On the other hand, in the mice group treated first with RF and then the drug, there were lower rates of tumor growth. With the permeability optimized the drug produces the desired therapeutic effect, that is, decrease tumor growth. These data suggest that treatment with RF followed by application of the chemotherapeutic agent was more effective in controlling the growth of B16F10 melanoma. From the haematological point of view, the sequence of etoposide followed RF increased depletion of lymphocytes. The sequence of RF followed etoposide noted a decrease in tumor growth and less myelosuppression. Could this local chemotherapy be an alternative for tumors that cannot be surgically resected due metastases or satellites lymph nodes? Or could be a new alternative therapy for immunosuppressed patients? This therapeutic approach would have less immunosuppressive effects while maintaining therapeutic response? Could be an adjunct to surgical treatment? Could it have a synergistic effects with other techniques, such as chemotherapy embolization? The TDDS maybe an alternative treatment for cutaneous metastases from non-melanoma tumors with chemotherapy resistance and an alternative to radio-resistant melanoma.

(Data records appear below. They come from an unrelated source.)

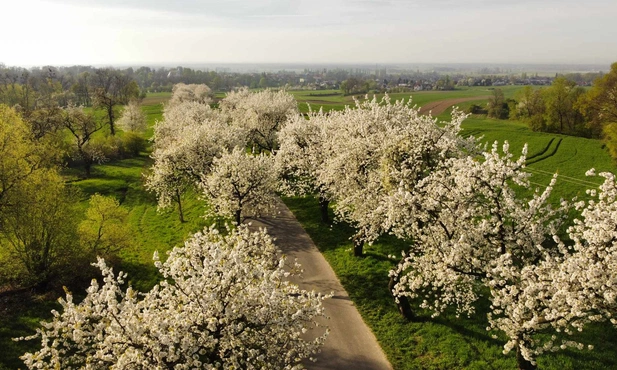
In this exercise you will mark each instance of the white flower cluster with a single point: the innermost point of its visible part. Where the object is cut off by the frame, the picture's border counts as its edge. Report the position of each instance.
(241, 185)
(225, 303)
(473, 231)
(193, 139)
(358, 157)
(261, 114)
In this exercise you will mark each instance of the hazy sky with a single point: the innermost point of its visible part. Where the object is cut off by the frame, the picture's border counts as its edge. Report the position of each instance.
(68, 32)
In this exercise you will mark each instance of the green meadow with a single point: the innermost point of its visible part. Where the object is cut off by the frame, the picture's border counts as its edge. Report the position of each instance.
(446, 342)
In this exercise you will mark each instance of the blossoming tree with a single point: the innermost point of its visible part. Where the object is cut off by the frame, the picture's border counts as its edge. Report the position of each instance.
(473, 232)
(190, 136)
(241, 185)
(370, 150)
(261, 114)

The choice of the method, as well the sequence of application plays a key role in the expected clinical outcomes. Therefore, it is concluded that if there is a correct sequence of transdermal drug delivery system application, it would be as follows: first radiofrequency and after the drug administration (in our case etoposide). The opposite sequence increased the tumor growth rate. In other words, there was a significant increase in tumor size after application of etoposide followed RF. In fact, the RF system can stimulate the collagen production by local aggression of the dermal tissue. The RF cause an inflammatory response, confirming the histopathological findings and results obtained by analysis of the cell cycle by flow cytometry. New studies and experiments must be done to elucidate comprehensively all mechanisms involved in effects of RF, in this case.

Therefore, it is important to clarify that the referred technologies are not as harmless as it has been reported. New studies and experiments must be done to elucidate comprehensively all mechanisms involved in effects of RF in human tissues.

On de other hand, in group treated first with RF and then the drug, there were lower rates of tumor growth. With the permeability optimized the drug produces the desired therapeutic effect, that is, decrease tumor growth. It worked like a local chemotherapy without systemic effects. It deserves be better studied due the several new clinical indications that could have.